The viruses are spread by contact between healthy and infected birds, and through indirect contact with contaminated equipment and materials. Signs of infection include depression, coughing and sneezing, watery eyes, loss of appetite, edema of the head, and decreased egg production.
The low-pathogenic H7N2 avian influenza strain has been identified at the Virginia farms and is not a threat to human health, according to Lidholm.
The number of birds at any given farm varies but can range from 8,000 to 25,000 birds, depending on the type of operation and the number of houses. Commercial turkey farms can reach as high as 40,000 birds.
The types of operations where the avian influenza virus has been detected so far are turkey breeders, commercial turkeys, broilers, broiler breeders, and layers. Turkeys are hit the hardest, with 146 turkey farms affected, compared with 10 broiler, 25 broiler breeder, and one layer operation.
State officials are not sure how the H7N2 strain was introduced to the Shenandoah Valley. Theories range from infected wild birds to ill poultry imported from New York and New Jersey, where the virus is active. There is no indication this latest epornitic started with the breeder turkeys in Rockingham County, however.
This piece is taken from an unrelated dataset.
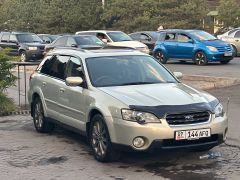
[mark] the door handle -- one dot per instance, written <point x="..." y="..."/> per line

Virginia is considered progressive in its surveillance for avian influenza, according to Bauhan of the poultry federation. Flocks are routinely tested for avian influenza prior to slaughter. There is some serologic testing but the majority is done by tracheal swab. A single case of avian influenza was discovered in 1999 and an outbreak was averted.
Now, the agriculture and consumer services department has implemented a mandatory preslaughter testing policy for all breeder birds, commercial turkeys, and broilers, including required testing of any flocks with respiratory signs.
Samples are divided among the USDA's National Veterinary Services Laboratories in Ames, Iowa, and several regional veterinary diagnostic laboratories.
Farms with a flock that tests positive for the virus are quarantined and the poultry company is responsible for destroying the birds within 24 hours. Carbon monoxide is the most common means of euthanasia.
On-farm burial or composting of carcasses is allowed with a permit from the state Department of Environmental Quality. Other accepted disposal methods are incineration and burial at a sanitary landfill. Bauhan says disposal costs alone are already several million dollars.